Yıldız EP, Hızlı Z, Bektaş G, Ulak-Özkan M, Tatlı B, Aydınlı N, Çalışkan M, Özmen M. Efficacy of rufinamide in childhood refractory epilepsy. Turk J Pediatr. 2018;60(3):238-243.

Abstract
Rufinamide has been used as a new antiepileptic drug in the treatment of drug-resistant epilepsy, in recent years. The objective of this study was to evaluate the reliability of rufinamide and its impact on seizure frequency in patients diagnosed with drug-resistant epilepsy, where seizures could not be controlled with `classical` antiepileptic drugs. We retrospectively reviewed the data of epileptic patients who were followed up between January 2004 and December 2014 in the Pediatric Neurology Department. Patients who were diagnosed with `drug resistant epilepsy` and treated with rufinamide were evaluated. Decrease in seizure frequency and drug side effects were assessed as parameters. A total of 38 patients (14 girls, 24 boys) with a mean age of 8.5 (range, 3.5-17) years were included in the study. The mean follow-up duration was 25.5 (23-29.5) months, while the mean maximal dose of rufinamide was 32.5 (28-42) mg/kg/day. Response to treatment was assessed by the reduction in frequency of seizures. The decrease was < 50% (essentially unresponsive to treatment) in 20 patients and 5099% in 8 patients. Ten patients (26.3%) remained seizure-free. The response rate for tonic seizures was 50%. In drop/attacks seizures, this ratio was found as 73%, which was quite high. Patients with myoclonic and tonic-clonic seizures did not significantly benefit from rufinamide. The rate of patients with Lennox-Gestaut syndrome (LGS) who responded very well (reduction in seizure frequency > 50%) was 55.5%. In the LGS group, patients with drop/attacks showed the best response to treatment. Rufinamide was not effective in two patients diagnosed with Dravet syndrome. Rufinamide can be safely used in pediatric patients who use multiple antiepileptic drugs and are unresponsive to the treatment. It was seen to be effective especially in patients diagnosed with LGS and drop/attacks types of seizures.

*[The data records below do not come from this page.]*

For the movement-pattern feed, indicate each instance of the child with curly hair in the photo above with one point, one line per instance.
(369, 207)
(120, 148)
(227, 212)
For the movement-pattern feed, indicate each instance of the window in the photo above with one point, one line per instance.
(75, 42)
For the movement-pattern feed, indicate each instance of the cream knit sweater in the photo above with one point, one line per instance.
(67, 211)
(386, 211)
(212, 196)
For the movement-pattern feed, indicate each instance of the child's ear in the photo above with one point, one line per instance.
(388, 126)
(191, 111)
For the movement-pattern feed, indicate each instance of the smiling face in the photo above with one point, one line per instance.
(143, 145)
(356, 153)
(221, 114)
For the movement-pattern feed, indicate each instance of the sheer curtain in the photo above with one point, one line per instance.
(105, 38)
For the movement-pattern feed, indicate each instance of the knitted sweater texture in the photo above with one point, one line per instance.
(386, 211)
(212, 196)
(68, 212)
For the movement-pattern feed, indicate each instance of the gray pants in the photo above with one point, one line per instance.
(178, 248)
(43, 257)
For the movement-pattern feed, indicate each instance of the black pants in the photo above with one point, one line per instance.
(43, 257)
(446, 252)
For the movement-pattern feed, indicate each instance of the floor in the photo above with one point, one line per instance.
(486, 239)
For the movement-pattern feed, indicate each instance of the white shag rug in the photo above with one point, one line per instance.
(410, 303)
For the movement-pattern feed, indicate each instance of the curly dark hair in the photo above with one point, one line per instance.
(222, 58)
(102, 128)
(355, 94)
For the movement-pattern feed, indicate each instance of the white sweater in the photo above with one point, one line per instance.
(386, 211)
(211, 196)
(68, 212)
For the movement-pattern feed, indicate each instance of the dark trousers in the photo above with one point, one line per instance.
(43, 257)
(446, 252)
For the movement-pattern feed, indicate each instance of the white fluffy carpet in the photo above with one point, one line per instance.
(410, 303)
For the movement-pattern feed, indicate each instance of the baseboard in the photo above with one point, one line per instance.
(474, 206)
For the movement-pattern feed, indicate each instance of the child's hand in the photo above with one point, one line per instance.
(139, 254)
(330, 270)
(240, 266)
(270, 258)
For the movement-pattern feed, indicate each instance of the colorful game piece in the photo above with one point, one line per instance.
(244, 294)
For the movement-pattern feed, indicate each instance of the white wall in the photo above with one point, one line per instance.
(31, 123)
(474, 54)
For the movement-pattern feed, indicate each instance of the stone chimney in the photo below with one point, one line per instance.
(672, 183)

Clinical characteristics and risk factors for poor outcome in infants less than 90 days of age with bacterial meningitis


Okike IO, Ladhani SN, Johnson AP, Henderson KL, Blackburn RM, Muller-Pebody B, Cafferkey M, Anthony M, Ninis N, Heath PT; neoMen Study Group. Clinical Characteristics and Risk Factors for Poor Outcome in Infants Less Than 90 Days of Age With Bacterial Meningitis in the United Kingdom and Ireland. Pediatr Infect Dis J. 2018 Sep;37(9):837-843.

Abstract
BACKGROUND:
To describe the clinical characteristics and risk factors associated with poor outcome in infants <90 days of age with bacterial meningitis.

METHODS:
Prospective, enhanced, national population-based active surveillance for infants <90 days of age with bacterial meningitis in the United Kingdom and Ireland between July 2010 and July 2011. Infants were identified through the British Paediatric Surveillance Unit, laboratory surveillance and meningitis charities.

RESULTS:
Clinical details was available for 263 of 298 (88%) infants where a bacterium was identified, 184 (70%) were born at term. Fever was reported in 143 (54%), seizures in 73 (28%), bulging fontanelle in 58 (22%), coma in 15 (6%) and neck stiffness in 7 (3%). Twenty-three (9%) died and 56/240 (23%) of the survivors had serious central nervous system complications at discharge. Temperature instability [odds ratio (OR), 2.99; 95% confidence interval (CI): 1.21-7.41], seizures (OR, 7.06; 95% CI: 2.80-17.81), cerebrospinal fluid protein greater than the median concentration (2275 mg/dL; OR, 2.62; 95% CI: 1.13-6.10) and pneumococcal meningitis (OR, 4.83; 95% CI: 1.33-17.58) were independently associated with serious central nervous system complications while prematurity (OR, 5.84; 95% CI: 2.02-16.85), low birthweight (OR, 8.48; 95% CI: 2.60-27.69), coma at presentation (OR, 31.85; 95% CI: 8.46-119.81) and pneumococcal meningitis (OR, 4.62; 95% CI: 1.19-17.91) were independently associated with death.

CONCLUSIONS:
The classic features of meningitis were uncommon. The presentation in young infants is often nonspecific, and only half of cases presented with fever. A number of clinical and laboratory factors were associated with poor outcomes; further research is required to determine how knowledge of these risk factors might improve clinical management and outcomes.